Drei Fragen an einen, der sich um seine Rettung sorgt

 

1. Wohin läufst du?

»Wohin eilst du so sehr?" fragen wir den Mann. Daraufhin zeigt er auf das Städtchen Sichern, das im Sonnenglanz vor uns liegt, und sagt das seltsame Wort: „Zur Freistadt!"

Was ist denn das — eine Freistadt? In alter Zeit gab es eine Sitte, die da und dort heute noch bestehen soll: die Blutrache. Wenn jemand einen andern erschlug, dann war der nächste Verwandte verpflichtet dem Schuldigen nachzueilen, bis er an ihm das Gericht vollzogen hatte.

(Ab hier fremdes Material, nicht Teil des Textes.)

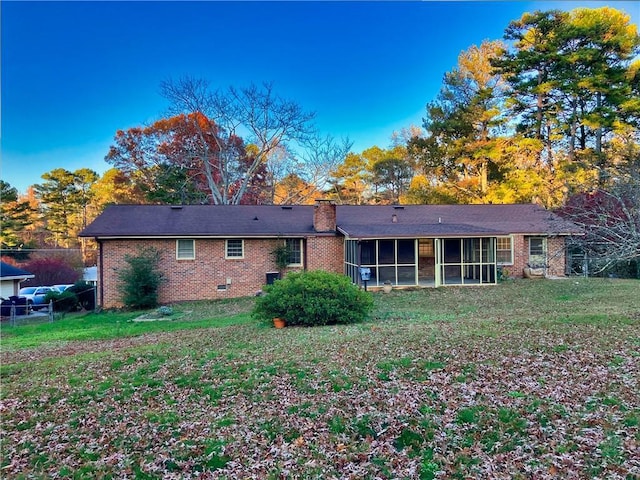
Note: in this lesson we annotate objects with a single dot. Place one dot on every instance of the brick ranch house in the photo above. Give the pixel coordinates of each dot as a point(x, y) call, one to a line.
point(211, 252)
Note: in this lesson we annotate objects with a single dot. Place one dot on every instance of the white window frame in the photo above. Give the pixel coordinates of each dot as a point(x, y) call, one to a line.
point(180, 252)
point(299, 240)
point(226, 249)
point(498, 250)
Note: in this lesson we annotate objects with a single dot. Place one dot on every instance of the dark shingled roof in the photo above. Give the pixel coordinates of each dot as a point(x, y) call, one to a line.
point(202, 220)
point(450, 220)
point(362, 221)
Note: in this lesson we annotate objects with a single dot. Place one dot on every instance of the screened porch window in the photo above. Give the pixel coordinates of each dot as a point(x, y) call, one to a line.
point(392, 260)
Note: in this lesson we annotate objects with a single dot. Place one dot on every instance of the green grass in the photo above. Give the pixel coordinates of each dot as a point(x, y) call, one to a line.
point(113, 325)
point(442, 383)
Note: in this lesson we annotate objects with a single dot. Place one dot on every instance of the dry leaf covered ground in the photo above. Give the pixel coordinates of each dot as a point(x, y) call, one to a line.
point(527, 379)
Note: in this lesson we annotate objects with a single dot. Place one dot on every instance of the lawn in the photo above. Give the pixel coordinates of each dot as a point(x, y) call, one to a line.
point(527, 379)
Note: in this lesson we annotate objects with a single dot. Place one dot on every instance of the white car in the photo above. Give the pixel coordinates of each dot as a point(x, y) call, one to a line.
point(62, 288)
point(36, 296)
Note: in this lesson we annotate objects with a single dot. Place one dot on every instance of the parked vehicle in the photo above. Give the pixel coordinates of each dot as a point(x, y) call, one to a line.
point(62, 288)
point(36, 296)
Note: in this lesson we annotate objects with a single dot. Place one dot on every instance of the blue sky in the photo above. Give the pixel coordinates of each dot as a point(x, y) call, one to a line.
point(75, 72)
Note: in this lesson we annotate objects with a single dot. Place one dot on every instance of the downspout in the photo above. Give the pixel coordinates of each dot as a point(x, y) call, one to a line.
point(101, 272)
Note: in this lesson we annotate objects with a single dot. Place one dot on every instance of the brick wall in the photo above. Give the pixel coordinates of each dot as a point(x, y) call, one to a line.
point(200, 279)
point(324, 216)
point(555, 256)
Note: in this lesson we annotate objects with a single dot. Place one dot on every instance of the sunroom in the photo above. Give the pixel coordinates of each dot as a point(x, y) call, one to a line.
point(422, 261)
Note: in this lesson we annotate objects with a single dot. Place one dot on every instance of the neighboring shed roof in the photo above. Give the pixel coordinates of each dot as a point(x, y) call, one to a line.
point(9, 272)
point(362, 221)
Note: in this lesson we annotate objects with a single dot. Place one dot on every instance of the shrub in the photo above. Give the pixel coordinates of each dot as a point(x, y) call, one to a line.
point(63, 301)
point(140, 279)
point(314, 298)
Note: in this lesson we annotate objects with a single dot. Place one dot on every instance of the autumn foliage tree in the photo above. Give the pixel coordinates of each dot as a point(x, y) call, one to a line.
point(611, 223)
point(224, 123)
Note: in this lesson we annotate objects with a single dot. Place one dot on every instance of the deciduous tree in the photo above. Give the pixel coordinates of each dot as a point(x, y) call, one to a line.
point(238, 117)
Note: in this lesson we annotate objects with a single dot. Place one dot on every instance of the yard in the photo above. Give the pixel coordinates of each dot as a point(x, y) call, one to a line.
point(527, 379)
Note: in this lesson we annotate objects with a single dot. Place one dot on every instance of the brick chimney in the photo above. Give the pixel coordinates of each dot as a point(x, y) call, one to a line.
point(324, 216)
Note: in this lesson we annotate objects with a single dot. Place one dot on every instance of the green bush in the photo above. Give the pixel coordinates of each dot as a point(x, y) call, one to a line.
point(314, 298)
point(63, 301)
point(140, 279)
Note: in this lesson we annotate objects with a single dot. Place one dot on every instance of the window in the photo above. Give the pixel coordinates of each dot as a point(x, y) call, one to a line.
point(234, 248)
point(536, 247)
point(425, 247)
point(295, 250)
point(504, 250)
point(185, 249)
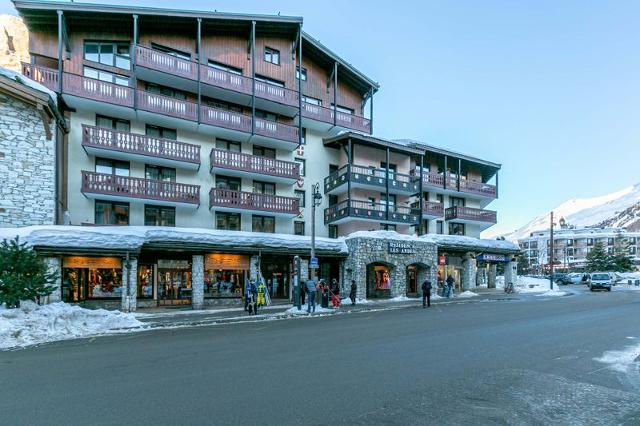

Gott hat in Seiner Geduld bei den Israeliten diese Sitte bestehen las­sen. Aber Er hat eine wundervolle Einrichtung getroffen: Als sie in das Land Kanaan zogen, befahl Er ihnen, sie sollten Freistädte schaf­fen. Wenn nun jemand aus Versehen einen andern erschlüge, dann sollte der Schuldige in die Freistadt fliehen. Hier sollte er sicher sein. Ich habe mir das lebhaft vorgestellt: Da sind ein paar Männer beim Holzfällen. Einer holt weit aus und trifft einen andern mit seiner Axt an den Kopf. Der sinkt tot um. Die Arbeitskameraden werden auf­merksam. Sie springen herbei. Da lässt der Schuldige alles liegen und rennt los. Er läuft um sein Leben. Er gönnt sich keine Ruhe. Schon liegt Sichern vor ihm. Da sieht er die Verfolger dicht hinter sich. Ob­wohl seine Kraft zu Ende ist, rennt er weiter. Da ist der Grenzstein. Er sinkt nieder. Die Verfolger bleiben stehen, kehren um. Ich habe das früher in der Bibel recht uninteressiert gelesen. Bis ich selber in die Lage des Schuldigen kam. Ich sah einen furchtbaren Rächer hinter mir: Gottes Gesetz. O ja, ich habe es übertreten! Wo­hin soll ich fliehen vor Seinem Zorn? Er wird mich einholen. Und Seine Gerechtigkeit wird mich richten.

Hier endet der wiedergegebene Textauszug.